A Licia no había parecido importarle y, ante el asombro de Scully, Webber se había mostrado encantado. Se los imaginaba haciendo las reservas en un motel llamado Royal Barón que Mulder había encontrado gracias a no sé qué agencia de viajes de Filadelfia.
Seguro que era tan horrible como el nombre sugería. Aquélla era la especialidad de Mulder. Él lo llamaba mala suerte; ella, una maldición.
—¿Estás bien? —preguntó Mulder—. ¿Por qué no duermes un poco?
—Mulder, aún no son las nueve. Si me duermo ahora, me despertaré antes del amanecer —replicó Scully apagando la calefacción—. ¿Ocurre algo?
—No pasa nada —contestó él, encogiéndose de hombros.
—Eso de dividir a tus agentes en dos grupos no es propio de ti.
—Quizá. Pero ¿no crees que cuatro agentes metidos en un coche e intentando encontrar un lugar llamado Marville llamaría mucho la atención?
—Ya entiendo. Dos coches con dos agentes en cada uno resulta muy discreto.
Mulder no contestó y siguió conduciendo.
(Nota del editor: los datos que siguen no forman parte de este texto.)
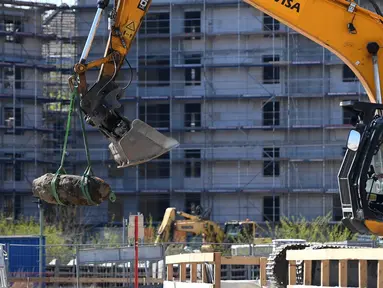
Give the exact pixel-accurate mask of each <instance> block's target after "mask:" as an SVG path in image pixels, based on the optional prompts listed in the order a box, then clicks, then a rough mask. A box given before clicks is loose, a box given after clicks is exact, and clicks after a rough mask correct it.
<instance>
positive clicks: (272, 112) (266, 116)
mask: <svg viewBox="0 0 383 288" xmlns="http://www.w3.org/2000/svg"><path fill="white" fill-rule="evenodd" d="M262 112H263V123H262V125H263V126H279V124H280V105H279V102H277V101H275V102H263V107H262Z"/></svg>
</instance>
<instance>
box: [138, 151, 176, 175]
mask: <svg viewBox="0 0 383 288" xmlns="http://www.w3.org/2000/svg"><path fill="white" fill-rule="evenodd" d="M138 168H139V169H138V170H139V177H140V180H145V179H168V178H169V177H170V162H169V152H167V153H165V154H163V155H161V156H160V157H158V158H156V159H154V160H151V161H149V162H146V163H143V164H139V165H138Z"/></svg>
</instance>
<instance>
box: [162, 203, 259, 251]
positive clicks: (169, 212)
mask: <svg viewBox="0 0 383 288" xmlns="http://www.w3.org/2000/svg"><path fill="white" fill-rule="evenodd" d="M177 215H179V216H181V217H184V219H180V220H177V219H176V216H177ZM255 230H256V224H255V222H254V221H249V220H246V221H230V222H226V223H225V229H224V230H222V229H221V227H220V226H219V225H218V224H217V223H215V222H214V221H211V220H207V219H204V218H203V217H201V216H200V215H192V214H189V213H185V212H183V211H177V210H176V208H174V207H170V208H167V209H166V211H165V213H164V217H163V219H162V222H161V225H160V226H159V227H158V230H157V238H156V241H155V243H156V244H158V243H159V242H173V241H177V242H186V233H191V234H193V235H196V236H202V235H204V236H205V239H204V240H205V241H206V242H208V243H214V244H218V243H230V242H233V241H241V240H242V241H243V240H244V239H246V238H248V237H251V239H254V237H255ZM177 232H181V233H177ZM176 234H178V235H182V236H181V239H179V238H178V239H175V235H176ZM251 241H252V240H251Z"/></svg>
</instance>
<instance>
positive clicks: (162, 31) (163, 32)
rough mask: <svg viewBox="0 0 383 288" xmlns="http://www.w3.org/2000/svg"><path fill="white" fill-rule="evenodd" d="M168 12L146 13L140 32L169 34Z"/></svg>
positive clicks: (168, 19)
mask: <svg viewBox="0 0 383 288" xmlns="http://www.w3.org/2000/svg"><path fill="white" fill-rule="evenodd" d="M169 32H170V18H169V12H160V13H152V12H151V13H148V14H147V15H146V16H145V18H144V21H143V23H142V25H141V27H140V33H142V34H169Z"/></svg>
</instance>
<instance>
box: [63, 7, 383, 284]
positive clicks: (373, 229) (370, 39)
mask: <svg viewBox="0 0 383 288" xmlns="http://www.w3.org/2000/svg"><path fill="white" fill-rule="evenodd" d="M244 1H245V2H246V3H248V4H249V5H251V6H252V7H254V8H256V9H259V10H261V11H263V12H264V13H266V14H268V15H270V16H272V17H273V18H275V19H277V20H279V21H280V22H281V23H283V24H285V25H286V26H288V27H290V28H292V29H294V30H295V31H297V32H299V33H301V34H302V35H304V36H306V37H307V38H309V39H311V40H312V41H314V42H316V43H317V44H319V45H321V46H323V47H325V48H326V49H328V50H329V51H331V52H332V53H334V54H335V55H336V56H338V57H339V58H340V59H341V60H342V61H343V62H344V63H345V64H346V65H347V66H348V67H349V68H350V69H351V70H352V71H353V72H354V73H355V75H356V77H357V78H358V79H359V81H360V82H361V84H362V85H363V87H364V89H365V90H366V92H367V94H368V98H369V102H360V101H346V102H341V103H340V105H341V106H342V107H343V109H347V110H349V111H350V112H352V113H353V115H354V117H353V126H354V127H355V129H352V130H351V131H350V134H349V137H348V139H345V141H346V140H347V148H348V149H347V150H346V153H345V155H344V158H343V162H342V164H341V167H340V169H339V173H338V183H339V191H340V198H341V204H342V211H343V219H342V222H343V223H344V225H345V226H347V227H348V228H349V229H351V230H352V231H354V232H358V233H361V234H367V233H373V234H376V235H378V236H383V192H382V191H383V190H382V189H381V187H382V184H383V183H382V179H383V176H382V175H383V163H382V162H383V160H382V159H383V157H382V151H381V150H382V149H381V144H382V143H383V117H382V110H383V104H382V93H381V90H382V87H381V81H380V75H381V74H382V72H383V71H382V69H383V60H382V59H383V55H382V53H381V51H382V50H380V47H382V46H383V33H381V32H383V15H382V13H381V11H380V9H379V7H378V6H377V4H376V3H375V2H374V1H373V0H369V2H370V3H371V4H372V6H373V8H374V9H375V12H373V11H370V10H367V9H364V8H362V7H360V6H359V5H358V4H357V3H356V2H355V1H346V0H244ZM108 2H109V1H108V0H99V2H98V9H97V12H96V15H95V18H94V21H93V24H92V27H91V29H90V33H89V36H88V39H87V41H86V43H85V46H84V50H83V53H82V55H81V58H80V60H79V62H78V63H77V64H76V65H75V67H74V71H75V76H74V77H72V78H70V81H69V83H70V86H71V87H72V89H77V91H78V93H79V94H80V97H81V102H80V107H81V110H82V111H83V113H84V114H85V120H86V122H87V123H88V124H89V125H92V126H94V127H96V128H98V129H99V131H100V132H101V133H102V134H103V135H104V136H105V137H107V139H109V141H110V144H109V149H110V151H111V152H112V154H113V157H114V160H115V161H116V162H117V164H118V167H121V168H123V167H127V166H131V165H137V164H140V163H144V162H147V161H150V160H151V159H153V158H156V157H159V156H160V155H162V154H164V153H166V152H167V151H170V150H171V149H172V148H174V147H176V146H178V145H179V143H178V142H177V141H176V140H175V139H172V138H169V137H167V136H165V135H163V134H161V133H160V132H158V131H156V130H155V129H153V128H152V127H150V126H149V125H147V124H146V123H144V122H142V121H140V120H138V119H136V120H133V121H130V120H129V119H127V118H125V117H124V116H122V115H120V113H119V112H118V108H119V107H120V103H119V101H118V100H119V99H120V97H121V96H122V95H123V93H124V89H125V88H126V87H127V86H128V85H129V83H128V84H127V86H125V87H123V88H121V87H119V86H118V85H117V84H116V83H115V78H116V76H117V75H118V71H119V69H120V68H121V65H122V64H123V63H124V61H125V56H126V54H127V53H128V52H129V49H130V47H131V43H132V41H133V39H134V37H135V36H136V33H137V32H138V30H139V28H140V25H141V23H142V20H143V18H144V16H145V15H146V13H147V11H148V8H149V7H150V4H151V0H115V3H114V9H113V12H112V13H111V15H110V20H111V25H110V32H109V40H108V43H107V47H106V49H105V55H104V57H103V58H101V59H97V60H95V61H92V62H90V63H86V60H87V56H88V53H89V51H90V49H91V45H92V42H93V38H94V36H95V32H96V29H97V27H98V24H99V21H100V19H101V14H102V12H103V11H104V9H105V7H106V6H107V5H108ZM217 5H219V4H217ZM381 30H382V31H381ZM94 67H101V69H100V73H99V77H98V80H97V81H96V83H95V84H94V85H93V86H91V87H90V89H88V86H87V82H86V77H85V74H86V71H88V70H89V69H91V68H94ZM170 209H171V208H170ZM165 214H166V215H165V216H166V217H167V218H168V219H174V218H175V211H173V210H167V212H166V213H165ZM184 215H186V214H184ZM188 217H189V216H188ZM171 223H173V222H172V221H167V222H164V224H163V225H164V227H163V226H161V228H162V229H164V231H165V234H166V233H170V232H166V231H170V229H167V228H166V227H169V225H174V223H173V224H171ZM175 223H176V227H177V229H179V227H181V229H182V230H184V231H188V230H190V231H191V232H193V233H195V232H197V233H201V232H202V231H205V230H206V229H207V228H209V231H214V233H213V235H212V236H209V237H213V238H212V239H214V238H215V239H219V238H221V237H224V236H223V235H224V232H222V231H221V230H219V229H218V228H217V225H215V224H214V222H210V221H207V220H202V221H201V220H199V219H198V218H191V219H190V218H188V219H187V220H184V221H183V222H178V220H176V222H175ZM181 224H182V226H180V225H181ZM165 228H166V229H165ZM166 235H167V234H166ZM166 237H168V236H166ZM305 247H306V246H305V245H295V244H294V245H293V246H286V247H284V248H283V249H282V248H281V249H280V250H278V251H279V252H278V253H276V254H275V255H274V256H273V257H274V258H270V261H269V264H268V269H269V270H268V271H271V272H270V273H271V274H270V275H272V276H270V277H271V278H272V279H273V283H274V284H276V285H278V286H277V287H281V286H280V285H282V287H285V286H284V285H285V284H286V275H287V261H285V258H284V256H285V251H286V249H305ZM315 249H317V248H315ZM271 278H270V279H271Z"/></svg>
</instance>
Al cabo de unos minutos, Scully repitió la pregunta.
—Y no te columpies, Mulder, no estoy de humor.
—¿Columpiarme? Por el amor de Dios, ¿qué has estado haciendo estas vacaciones?
—Por lo menos, no me he dedicado a cambiar de conversación cada vez que alguien me hacía una pregunta.
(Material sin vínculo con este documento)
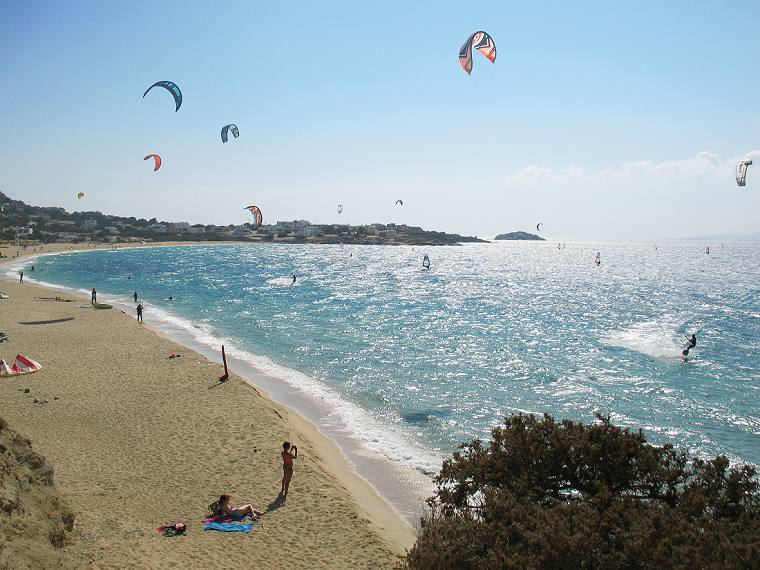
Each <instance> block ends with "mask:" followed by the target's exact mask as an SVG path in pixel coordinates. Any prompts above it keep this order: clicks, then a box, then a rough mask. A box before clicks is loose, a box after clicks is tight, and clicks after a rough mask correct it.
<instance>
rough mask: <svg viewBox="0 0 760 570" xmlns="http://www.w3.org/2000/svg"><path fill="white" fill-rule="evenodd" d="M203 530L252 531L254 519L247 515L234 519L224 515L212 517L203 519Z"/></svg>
mask: <svg viewBox="0 0 760 570" xmlns="http://www.w3.org/2000/svg"><path fill="white" fill-rule="evenodd" d="M203 530H218V531H221V532H251V530H253V521H252V520H251V519H250V518H249V517H246V518H244V519H242V520H234V519H229V518H223V517H211V518H208V519H205V520H204V521H203Z"/></svg>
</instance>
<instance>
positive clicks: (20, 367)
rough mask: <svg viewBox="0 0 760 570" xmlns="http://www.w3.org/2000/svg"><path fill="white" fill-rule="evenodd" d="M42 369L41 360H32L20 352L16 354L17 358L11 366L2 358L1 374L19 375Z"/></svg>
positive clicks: (5, 374)
mask: <svg viewBox="0 0 760 570" xmlns="http://www.w3.org/2000/svg"><path fill="white" fill-rule="evenodd" d="M41 369H42V365H41V364H40V363H39V362H36V361H34V360H32V359H31V358H28V357H26V356H24V355H23V354H19V355H17V356H16V360H15V361H14V362H13V364H12V365H11V366H8V363H7V362H5V360H3V359H2V358H0V376H18V375H20V374H30V373H32V372H37V371H38V370H41Z"/></svg>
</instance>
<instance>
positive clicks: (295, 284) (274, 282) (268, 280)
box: [267, 277, 299, 287]
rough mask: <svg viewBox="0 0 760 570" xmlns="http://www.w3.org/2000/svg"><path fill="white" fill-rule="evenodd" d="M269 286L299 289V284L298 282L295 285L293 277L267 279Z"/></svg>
mask: <svg viewBox="0 0 760 570" xmlns="http://www.w3.org/2000/svg"><path fill="white" fill-rule="evenodd" d="M267 285H270V286H272V287H294V286H295V287H298V285H299V283H298V280H296V282H295V283H293V278H292V277H272V278H271V279H267Z"/></svg>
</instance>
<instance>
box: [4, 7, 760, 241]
mask: <svg viewBox="0 0 760 570" xmlns="http://www.w3.org/2000/svg"><path fill="white" fill-rule="evenodd" d="M0 13H2V18H0V190H1V191H3V192H4V193H6V194H8V195H9V196H11V197H12V198H14V199H20V200H24V201H25V202H28V203H31V204H34V205H40V206H62V207H64V208H66V209H67V210H69V211H73V210H99V211H102V212H104V213H108V214H116V215H121V216H136V217H144V218H152V217H156V218H158V219H163V220H168V221H188V222H190V223H204V224H210V223H214V224H228V223H242V222H245V221H249V219H250V218H249V216H250V214H248V212H246V211H244V210H243V207H244V206H247V205H249V204H256V205H258V206H259V207H260V208H261V210H262V211H263V213H264V220H265V223H274V222H275V221H276V220H283V219H284V220H292V219H308V220H311V221H312V222H316V223H341V222H342V223H351V224H361V223H372V222H382V223H388V222H396V223H406V224H410V225H420V226H423V227H425V228H426V229H435V230H439V231H449V232H457V233H462V234H467V235H478V236H480V237H492V236H494V235H495V234H497V233H502V232H508V231H514V230H528V231H529V230H531V229H535V225H536V224H537V223H538V222H542V223H543V224H544V225H543V226H542V234H543V235H545V236H546V237H547V238H549V239H620V240H656V239H668V238H679V237H688V236H698V235H704V234H718V233H724V232H730V233H736V234H743V233H753V232H758V231H760V33H758V32H759V31H760V3H758V2H753V1H717V0H716V1H712V2H708V1H698V0H691V1H688V2H687V1H683V2H681V1H676V0H673V1H669V2H660V1H655V0H651V1H650V0H647V1H639V2H634V1H620V2H612V1H606V2H602V1H599V2H591V1H589V2H584V1H578V2H564V1H557V2H552V1H548V2H542V3H541V4H540V6H539V5H536V4H533V3H527V2H490V3H489V2H481V3H472V4H468V5H463V4H462V3H461V2H443V1H437V2H422V1H420V2H414V3H411V2H403V1H395V0H386V1H383V2H352V1H346V2H331V1H327V0H326V1H325V2H318V3H317V2H305V1H304V2H300V1H293V2H287V3H283V2H273V1H267V2H262V1H255V0H249V1H241V2H222V1H220V2H213V3H212V2H198V3H191V2H186V1H185V2H181V1H163V2H140V1H131V2H120V3H116V2H102V1H101V2H84V1H82V2H65V1H56V2H43V1H38V2H23V1H9V0H0ZM477 30H485V31H487V32H488V33H489V34H490V35H491V36H492V37H493V38H494V41H495V42H496V46H497V50H498V57H497V59H496V62H495V63H494V64H492V63H490V62H489V61H488V60H486V59H485V58H484V57H482V56H481V55H480V54H474V68H473V72H472V75H471V76H468V75H467V74H466V73H465V72H464V71H463V70H462V69H461V67H460V66H459V61H458V52H459V48H460V47H461V46H462V44H463V43H464V42H465V40H466V39H467V37H468V36H469V35H470V34H471V33H472V32H474V31H477ZM160 80H170V81H174V82H176V83H177V84H178V85H179V86H180V88H181V89H182V93H183V98H184V101H183V104H182V107H181V109H180V110H179V112H176V113H175V112H174V102H173V100H172V98H171V96H170V94H169V93H168V92H166V91H164V90H162V89H154V90H153V91H151V92H150V93H149V94H148V96H147V97H145V98H143V97H142V94H143V92H144V91H145V89H146V88H147V87H148V86H150V85H151V84H152V83H155V82H156V81H160ZM227 123H235V124H236V125H237V126H238V127H239V129H240V138H238V139H231V140H230V141H229V142H228V143H226V144H222V142H221V139H220V130H221V127H222V126H223V125H225V124H227ZM149 153H156V154H159V155H161V157H162V159H163V166H162V168H161V170H160V171H158V172H156V173H154V172H153V169H152V163H151V162H150V161H149V162H144V161H143V157H144V156H145V155H147V154H149ZM744 157H750V158H752V157H754V158H755V160H756V162H757V165H756V167H755V168H757V169H758V171H757V172H753V170H752V167H750V175H749V183H748V186H747V187H746V188H743V189H740V188H738V187H737V186H736V183H735V181H734V166H735V164H736V162H737V161H738V160H739V159H741V158H744ZM755 175H756V176H755ZM79 191H83V192H85V193H86V197H85V198H84V199H82V200H80V201H77V199H76V194H77V192H79ZM397 199H402V200H403V201H404V205H403V206H396V205H395V201H396V200H397ZM338 203H341V204H343V205H344V210H343V213H342V214H338V213H337V204H338Z"/></svg>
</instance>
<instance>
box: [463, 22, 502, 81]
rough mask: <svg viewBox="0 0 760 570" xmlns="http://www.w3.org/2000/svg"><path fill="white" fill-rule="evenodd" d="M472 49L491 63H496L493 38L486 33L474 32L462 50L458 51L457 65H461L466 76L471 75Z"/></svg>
mask: <svg viewBox="0 0 760 570" xmlns="http://www.w3.org/2000/svg"><path fill="white" fill-rule="evenodd" d="M473 48H475V49H476V50H478V51H479V52H480V53H482V54H483V55H484V56H486V57H487V58H488V59H489V60H491V63H494V62H495V61H496V44H495V43H494V41H493V38H492V37H491V36H489V35H488V34H487V33H486V32H482V31H481V32H475V33H474V34H472V35H471V36H470V37H469V38H467V41H466V42H464V45H463V46H462V49H460V50H459V65H461V66H462V69H464V70H465V71H466V72H467V75H470V74H471V73H472V49H473Z"/></svg>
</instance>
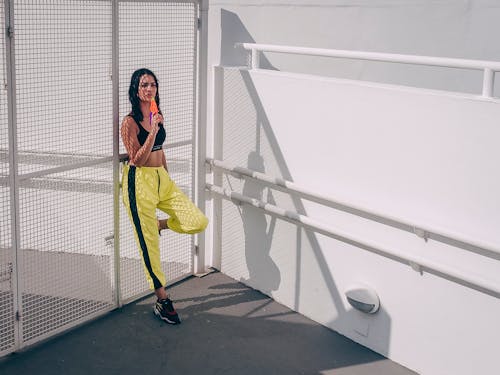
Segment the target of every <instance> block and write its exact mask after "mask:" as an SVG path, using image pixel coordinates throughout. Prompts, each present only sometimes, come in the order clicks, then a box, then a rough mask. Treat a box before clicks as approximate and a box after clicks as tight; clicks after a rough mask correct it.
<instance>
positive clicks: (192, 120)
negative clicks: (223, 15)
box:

Mulder golpeó suavemente el volante.
—El otro día recibí una visita.
Scully escuchó con atención la historia del misterioso hombre en el monumento a Jefferson mientras se ceñía el abrigo y cruzaba los brazos sobre el estómago. No dudaba de la veracidad de aquel curioso encuentro, pero no compartía el convencimiento de Mulder de que existían criaturas extraterrenales y de que algunos personajes de las altas esferas opinaban igual que él y eran, por lo tanto, sus peores enemigos.
Y eso no era lo peor. Estaba convencido de que algunos de estos seres estaban de su parte. Si no lo hubiera conocido tan bien, Scully habría asegurado que estaba ante un auténtico paranoico.
Sin embargo, para Mulder todo encajaba a la perfección.
El hombre del traje de tweed podía no ser más que una coincidencia y, cuando así se lo sugirió, él le contestó con un gruñido, no del todo convencido pero sin argumentos para demostrar lo contrarío.
—Dime una cosa. ¿Qué significa este caso para… quien sea? —preguntó Scully—. ¿Y qué vamos a hacer en Nueva Jersey?
—Ni idea. No soy adivino.
—Mulder, fenómenos paranormales; tu especialidad, ¿recuerdas?
—Lo llevo escrito aquí —replicó llevándose la mano a la frente.
Scully sonrió y guardó silencio hasta que el sueño empezó a tentarla.
—Entonces, ¿tú qué crees?
—No sé. Lo único que tengo claro es que dos personas han sido asesinadas y que, probablemente, algunas más morirán. Sólo eso, Scully, nada más —añadió con una rápida sonrisa.
Aunque estaba segura de que mentía, Scully asintió complacida ante aquel destello de sentido común.